Zu DDR-Zeiten wurde nicht nur auf dem Platz um Tore und Punkte gekämpft - die Neuhausener Fußballer waren auch neben dem Platz fleißig. So wurde 1958/59 aus dem alten Sportplatz ein schmuckes, kleines Stadion gebaut, das Platz für 1000 Zuschauer bot und auch eine 400-Meter-Laufbahn besaß. Später kam noch ein Trainingsplatz dazu. "Wir waren richtig stolz auf unsere Anlage, die zu den schönsten im Kreis zählte", erzählt der langjährige Vereinsvorsitzende Frank Hiemann. Mehr als 170 Helfer hätten dafür 12.000 freiwillige Arbeitsstunden geleistet, erinnert sich der 67-Jährige, der für viele als die gute Seele des Vereins gilt. 30 Jahre später bauten die Fußballer unter der Leitung von Gerd Oeser auch ihr Sportlerheim, das am 22. Mai 1987 eingeweiht wurde und 2014 - erneut in Eigenregie - eine Generalüberholung erfuhr. 2019 wurde dann auch der Sportplatz noch einmal in Eigenleistung saniert, berichtet der aktuelle Vorsitzende Maik Müller.

Auch mit einer Chronik kann der traditionsreiche Verein aufwarten. Wolfgang Wagner und Christian Müller blicken dabei auf die 100 Jahre Fußball zurück. Sechs verwegene Burschen hatten sich 1920 im Gasthof Dittersbach zusammengefunden und über einen Fußballverein am Schwartenberg diskutiert, erzählt Wagner. Wenig später gründeten 25 Fußballfreunde die "Sport- und Spielvereinigung 1920" Neuhausen, die zunächst unter der Leitung von Erich Hermsdorf stand.
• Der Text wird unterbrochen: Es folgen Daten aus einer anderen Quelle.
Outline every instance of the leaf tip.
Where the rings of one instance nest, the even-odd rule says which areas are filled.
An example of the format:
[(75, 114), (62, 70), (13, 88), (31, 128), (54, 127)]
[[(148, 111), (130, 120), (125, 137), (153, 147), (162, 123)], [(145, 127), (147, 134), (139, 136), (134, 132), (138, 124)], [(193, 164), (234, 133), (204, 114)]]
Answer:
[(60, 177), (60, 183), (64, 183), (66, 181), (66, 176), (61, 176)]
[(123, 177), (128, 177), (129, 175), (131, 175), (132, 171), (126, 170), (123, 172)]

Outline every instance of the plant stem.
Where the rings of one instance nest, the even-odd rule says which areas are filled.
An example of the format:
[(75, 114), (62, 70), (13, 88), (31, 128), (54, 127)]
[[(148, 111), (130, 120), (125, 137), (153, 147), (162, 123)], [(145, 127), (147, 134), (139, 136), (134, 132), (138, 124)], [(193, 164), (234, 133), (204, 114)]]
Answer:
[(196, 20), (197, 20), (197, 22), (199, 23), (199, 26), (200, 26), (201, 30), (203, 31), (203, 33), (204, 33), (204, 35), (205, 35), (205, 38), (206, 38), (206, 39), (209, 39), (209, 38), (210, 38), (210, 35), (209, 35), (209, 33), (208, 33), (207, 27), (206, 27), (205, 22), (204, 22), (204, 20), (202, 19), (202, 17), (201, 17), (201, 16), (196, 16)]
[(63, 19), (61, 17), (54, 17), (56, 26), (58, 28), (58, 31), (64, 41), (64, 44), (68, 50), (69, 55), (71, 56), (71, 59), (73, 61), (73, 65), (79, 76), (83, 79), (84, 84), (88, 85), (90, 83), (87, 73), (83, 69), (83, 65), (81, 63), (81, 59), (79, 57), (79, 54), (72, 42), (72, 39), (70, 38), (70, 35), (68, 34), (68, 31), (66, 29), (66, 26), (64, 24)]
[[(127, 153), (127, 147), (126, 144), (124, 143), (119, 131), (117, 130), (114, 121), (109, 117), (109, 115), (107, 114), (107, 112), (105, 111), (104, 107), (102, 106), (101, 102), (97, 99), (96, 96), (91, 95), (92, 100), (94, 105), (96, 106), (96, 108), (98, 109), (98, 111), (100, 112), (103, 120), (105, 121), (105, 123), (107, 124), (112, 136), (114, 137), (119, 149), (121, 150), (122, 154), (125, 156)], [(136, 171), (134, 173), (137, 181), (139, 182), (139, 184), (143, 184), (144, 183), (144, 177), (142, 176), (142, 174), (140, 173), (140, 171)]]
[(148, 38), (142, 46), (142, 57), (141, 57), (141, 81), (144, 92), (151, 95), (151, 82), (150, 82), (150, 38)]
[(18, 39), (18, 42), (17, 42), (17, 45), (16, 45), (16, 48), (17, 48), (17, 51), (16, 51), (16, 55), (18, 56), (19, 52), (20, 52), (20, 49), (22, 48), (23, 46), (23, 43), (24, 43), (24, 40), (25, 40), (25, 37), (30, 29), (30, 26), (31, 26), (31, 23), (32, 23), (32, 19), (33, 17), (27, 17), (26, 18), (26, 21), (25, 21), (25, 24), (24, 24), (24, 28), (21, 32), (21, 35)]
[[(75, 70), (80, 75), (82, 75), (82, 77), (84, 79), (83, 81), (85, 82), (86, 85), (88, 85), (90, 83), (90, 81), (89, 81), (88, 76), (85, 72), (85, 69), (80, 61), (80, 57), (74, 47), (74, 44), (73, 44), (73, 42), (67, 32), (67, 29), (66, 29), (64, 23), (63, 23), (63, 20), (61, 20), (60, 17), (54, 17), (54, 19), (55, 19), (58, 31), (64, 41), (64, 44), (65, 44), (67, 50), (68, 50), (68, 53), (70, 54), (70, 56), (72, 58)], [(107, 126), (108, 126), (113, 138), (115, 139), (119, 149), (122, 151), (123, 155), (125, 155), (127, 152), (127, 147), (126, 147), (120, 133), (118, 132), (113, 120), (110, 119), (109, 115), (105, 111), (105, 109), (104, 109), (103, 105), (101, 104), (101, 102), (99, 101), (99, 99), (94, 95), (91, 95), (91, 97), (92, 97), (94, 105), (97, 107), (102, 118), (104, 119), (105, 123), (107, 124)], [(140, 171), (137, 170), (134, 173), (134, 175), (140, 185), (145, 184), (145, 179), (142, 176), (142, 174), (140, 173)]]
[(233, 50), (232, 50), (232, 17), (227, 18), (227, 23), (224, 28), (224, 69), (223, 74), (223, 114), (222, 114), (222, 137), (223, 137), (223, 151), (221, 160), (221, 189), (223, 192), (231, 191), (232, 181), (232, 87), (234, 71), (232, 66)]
Die ersten Spiele wurden am "Seifert Gut" in Dittersbach ausgetragen. "Später pachtete der Verein dann eine Wiese an der Rechenberger Straße", so die beiden Chronisten. Während des Zweiten Weltkrieges ruhte wie überall der Spielbetrieb. "Aber bereits kurz nach Kriegsende starteten viele Sportfreunde einen Neuanfang", so Wolfgang Wagner und Christian Müller.

In den Folgejahren gab es einige Höhen und Tiefen bei den Neuhausener Kickern. Unvergessen bleiben die Spiele gegen den FC Karl-Marx-Stadt und die BSG Wismut Aue, sagt Maik Müller. "Wir sind glücklich, dass es unseren Verein bis heute gibt - nicht zuletzt, weil stets viele Sportfreunde mitgeholfen haben", erklärt der Vereinschef stolz.